Comment by waihtis
4 years ago
1) Contact a single maintainer and explore feasibility of the study 2) Create a group of maintainers who know the experiment is going to happen, but leave a certain portion of the org out of it 3) Orchestrate it so that someone outside of the knowledge group approves one or more of these patches 4) Interfere before any further damage is done
Besides, are you arguing that ends justify the means if the intent behind the research is valid?
Perhaps I'm missing something obvious, but what's the point of all this subterfuge in the first place? Couldn't they just look at the history of security vulnerabilities in the kernel, and analyze how long it took for them to be detected? What does it matter whether the contributor knew ahead of time that they were submitting insecure code?
It's seems equivalent to vandalising Wikipedia to see how long it takes for someone to repair the damage you caused. There's no point doing this, you can just search Wikipedia's edits for corrections, and start your analysis from there.
> What does it matter whether the contributor knew ahead of time that they were submitting insecure code?
It's a specific threat model they were exploring: a malicious actor introducing vulnerability on purpose.
> Couldn't they just look at the history of security vulnerabilities in the kernel, and analyze how long it took for them to be detected?

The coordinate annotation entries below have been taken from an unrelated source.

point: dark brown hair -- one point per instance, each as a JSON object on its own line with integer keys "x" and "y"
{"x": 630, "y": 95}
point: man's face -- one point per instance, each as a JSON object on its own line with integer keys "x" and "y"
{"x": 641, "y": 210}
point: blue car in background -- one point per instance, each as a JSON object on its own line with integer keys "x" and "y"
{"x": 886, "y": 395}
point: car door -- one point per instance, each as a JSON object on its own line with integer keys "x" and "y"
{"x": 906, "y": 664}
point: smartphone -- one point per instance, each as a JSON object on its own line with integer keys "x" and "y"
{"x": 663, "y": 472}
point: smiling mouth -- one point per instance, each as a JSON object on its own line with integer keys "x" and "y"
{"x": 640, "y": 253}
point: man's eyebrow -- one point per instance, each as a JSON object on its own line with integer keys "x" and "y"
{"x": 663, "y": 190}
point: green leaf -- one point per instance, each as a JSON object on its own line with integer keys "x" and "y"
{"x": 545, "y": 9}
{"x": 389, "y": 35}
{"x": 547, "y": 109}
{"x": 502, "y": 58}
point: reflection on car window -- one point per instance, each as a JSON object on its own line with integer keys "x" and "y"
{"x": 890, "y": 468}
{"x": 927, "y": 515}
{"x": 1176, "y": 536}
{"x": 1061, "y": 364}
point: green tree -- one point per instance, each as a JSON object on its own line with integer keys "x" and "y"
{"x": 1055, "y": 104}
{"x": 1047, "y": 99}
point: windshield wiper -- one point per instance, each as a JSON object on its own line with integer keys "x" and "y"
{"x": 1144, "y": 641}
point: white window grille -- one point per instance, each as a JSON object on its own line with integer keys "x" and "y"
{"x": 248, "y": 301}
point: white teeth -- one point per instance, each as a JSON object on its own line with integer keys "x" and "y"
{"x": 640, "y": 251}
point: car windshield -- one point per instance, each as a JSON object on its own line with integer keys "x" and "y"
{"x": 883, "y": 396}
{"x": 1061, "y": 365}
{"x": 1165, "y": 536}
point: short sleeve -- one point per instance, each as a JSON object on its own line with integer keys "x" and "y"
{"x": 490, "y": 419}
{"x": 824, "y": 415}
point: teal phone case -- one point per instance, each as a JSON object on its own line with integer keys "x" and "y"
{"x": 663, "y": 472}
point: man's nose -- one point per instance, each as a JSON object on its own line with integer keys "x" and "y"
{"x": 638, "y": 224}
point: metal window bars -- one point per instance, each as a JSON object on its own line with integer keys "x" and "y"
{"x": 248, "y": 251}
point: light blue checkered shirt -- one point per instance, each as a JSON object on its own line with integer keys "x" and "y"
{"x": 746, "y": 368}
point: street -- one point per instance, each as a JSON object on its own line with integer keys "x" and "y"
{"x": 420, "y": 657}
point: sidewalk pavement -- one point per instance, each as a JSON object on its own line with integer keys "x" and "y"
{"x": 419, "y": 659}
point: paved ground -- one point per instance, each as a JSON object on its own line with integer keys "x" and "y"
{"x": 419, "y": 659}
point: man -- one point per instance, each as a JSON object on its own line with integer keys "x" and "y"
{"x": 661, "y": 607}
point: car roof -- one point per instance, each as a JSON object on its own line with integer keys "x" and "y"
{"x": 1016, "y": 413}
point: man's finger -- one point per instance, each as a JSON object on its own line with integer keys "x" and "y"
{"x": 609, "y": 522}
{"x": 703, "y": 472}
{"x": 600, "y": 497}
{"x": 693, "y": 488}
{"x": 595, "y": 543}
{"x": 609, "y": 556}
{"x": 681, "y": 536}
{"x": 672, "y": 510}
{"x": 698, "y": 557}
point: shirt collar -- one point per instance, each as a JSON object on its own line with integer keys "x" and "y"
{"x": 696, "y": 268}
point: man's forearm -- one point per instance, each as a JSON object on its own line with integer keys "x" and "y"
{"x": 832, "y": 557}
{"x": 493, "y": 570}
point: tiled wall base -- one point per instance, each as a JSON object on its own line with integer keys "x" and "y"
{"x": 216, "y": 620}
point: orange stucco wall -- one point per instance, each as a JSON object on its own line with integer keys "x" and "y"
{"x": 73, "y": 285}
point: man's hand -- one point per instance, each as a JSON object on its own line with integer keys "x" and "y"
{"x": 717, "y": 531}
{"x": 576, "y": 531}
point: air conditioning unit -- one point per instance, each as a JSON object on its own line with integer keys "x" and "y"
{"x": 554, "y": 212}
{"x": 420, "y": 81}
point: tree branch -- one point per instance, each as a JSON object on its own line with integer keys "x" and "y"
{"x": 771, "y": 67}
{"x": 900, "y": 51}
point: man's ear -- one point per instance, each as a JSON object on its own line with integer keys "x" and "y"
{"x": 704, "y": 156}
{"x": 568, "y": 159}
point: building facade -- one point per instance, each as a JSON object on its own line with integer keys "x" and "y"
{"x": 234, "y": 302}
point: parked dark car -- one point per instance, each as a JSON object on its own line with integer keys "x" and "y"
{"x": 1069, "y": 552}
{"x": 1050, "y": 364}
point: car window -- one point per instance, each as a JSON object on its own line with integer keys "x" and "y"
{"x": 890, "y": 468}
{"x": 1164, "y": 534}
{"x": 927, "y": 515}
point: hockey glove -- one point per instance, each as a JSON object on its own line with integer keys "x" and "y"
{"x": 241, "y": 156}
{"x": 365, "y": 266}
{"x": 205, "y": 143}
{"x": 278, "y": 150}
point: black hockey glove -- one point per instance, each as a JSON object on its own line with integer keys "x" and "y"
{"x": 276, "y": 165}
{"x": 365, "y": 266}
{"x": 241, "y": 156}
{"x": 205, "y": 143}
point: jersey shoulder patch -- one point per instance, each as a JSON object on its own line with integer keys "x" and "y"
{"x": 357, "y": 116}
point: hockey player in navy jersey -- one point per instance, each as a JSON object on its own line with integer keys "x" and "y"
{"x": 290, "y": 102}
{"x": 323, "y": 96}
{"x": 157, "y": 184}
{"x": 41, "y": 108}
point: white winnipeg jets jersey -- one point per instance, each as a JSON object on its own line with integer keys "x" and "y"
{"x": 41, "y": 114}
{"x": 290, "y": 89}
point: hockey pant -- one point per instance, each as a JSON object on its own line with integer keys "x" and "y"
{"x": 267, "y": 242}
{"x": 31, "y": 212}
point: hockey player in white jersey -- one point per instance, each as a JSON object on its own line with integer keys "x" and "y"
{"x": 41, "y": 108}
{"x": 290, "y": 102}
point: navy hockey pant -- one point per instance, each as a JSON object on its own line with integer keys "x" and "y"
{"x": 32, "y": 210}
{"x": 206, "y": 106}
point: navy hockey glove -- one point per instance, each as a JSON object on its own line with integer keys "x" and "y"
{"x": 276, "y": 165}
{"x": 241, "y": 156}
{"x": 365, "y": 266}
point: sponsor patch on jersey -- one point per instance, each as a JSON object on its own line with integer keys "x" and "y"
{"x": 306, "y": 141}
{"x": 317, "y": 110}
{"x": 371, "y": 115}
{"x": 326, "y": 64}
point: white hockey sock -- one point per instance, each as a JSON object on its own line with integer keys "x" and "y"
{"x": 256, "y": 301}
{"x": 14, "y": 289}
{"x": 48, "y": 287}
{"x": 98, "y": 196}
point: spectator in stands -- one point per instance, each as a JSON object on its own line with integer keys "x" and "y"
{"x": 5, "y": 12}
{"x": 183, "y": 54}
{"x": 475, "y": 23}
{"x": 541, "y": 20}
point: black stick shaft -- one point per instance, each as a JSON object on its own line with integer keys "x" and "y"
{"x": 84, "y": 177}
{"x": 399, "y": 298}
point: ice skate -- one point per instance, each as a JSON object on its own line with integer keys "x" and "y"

Perhaps they could. I guess it'd involve much more work, and could've yielded zero results - after all, I don't think there are any documented examples when a vulnerability was proven to have been introduced on purpose.
> what's the point of all this subterfuge in the first place?
Control over the experimental setup, which is important for validity of research. Notice how most research involves gathering up fresh subjects and controls - scientists don't chase around the world looking for people or objects that, by chance, already did the things they're testing for. They want fresh subjects to better account for possible confounders, and hopefully make the experiment reproducible.
(Similarly, when chasing software bugs, you could analyze old crash dumps all day to try and identify a bug - and you may start with that - but you always want to eventually reproduce the bug yourself. Ultimately, "I can and did that" is always better than "looking at past data, I guess it could happen".)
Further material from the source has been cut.